INEOS to give 6 percent of shale gas income to homeowners
Swiss-based chemicals multinational INEOS Group Limited has announced it will give 6% of its shale gas revenues to communities, landowners and homeowners in the United Kingdom who live directly above its shale gas operations.
INEOS, which expects to become a major shale gas industry operator, estimates that over the life of its business it will be giving away £2.5 billion ($4.05 billion).
According to INEOS, it is common practice in the United States to share shale gas profits. It believes the gesture will encourage people to support shale gas production in their neighborhoods.
INEOS founder and chairman, Jim Ratcliffe, said:
“We think this is a game changer for Britain.

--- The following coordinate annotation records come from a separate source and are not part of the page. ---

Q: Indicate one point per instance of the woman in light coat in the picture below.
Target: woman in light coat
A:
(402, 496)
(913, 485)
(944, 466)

Giving 6% of the revenues to those living above our Shale gas operations will give them a real stake in the success of the venture and encourage the development of the whole Shale gas industry.”
Sharing shale gas income is a game changer, Jim Ratcliffe believes.
As an example, INEOS says that people living in a 100 square-kilometer shale gas community would share about £375 million.
Landowners and homeowners directly above the wells would share about £250 million in a 100 square kilometer shale gas community.
The remaining people in the shale gas community would split £125 million between them, which could be used towards community centers, parks, new schools, and even hospitals.
During a single well’s lifetime, land and home owners would receive more than £1.3 million, while the community would get about £600,000.
Mr. Ratcliffe added:
“Giving 6% of revenues to those directly above Shale gas wells means the rewards are fairly shared by everyone. It’s what they do in the USA and we think it is right to do this here. It democratises the Shale gas revolution.”
INEOS says it is one of the few companies able to use shale gas as both a fuel and a feedstock in its manufacturing facilities. It currently spends hundreds of millions of pounds importing shale gas from the United States to its Grangemouth plant in Scotland.
Mr. Radcliffe believes the UK shale gas industry has the potential to create tens of thousands of direct and indirect new jobs.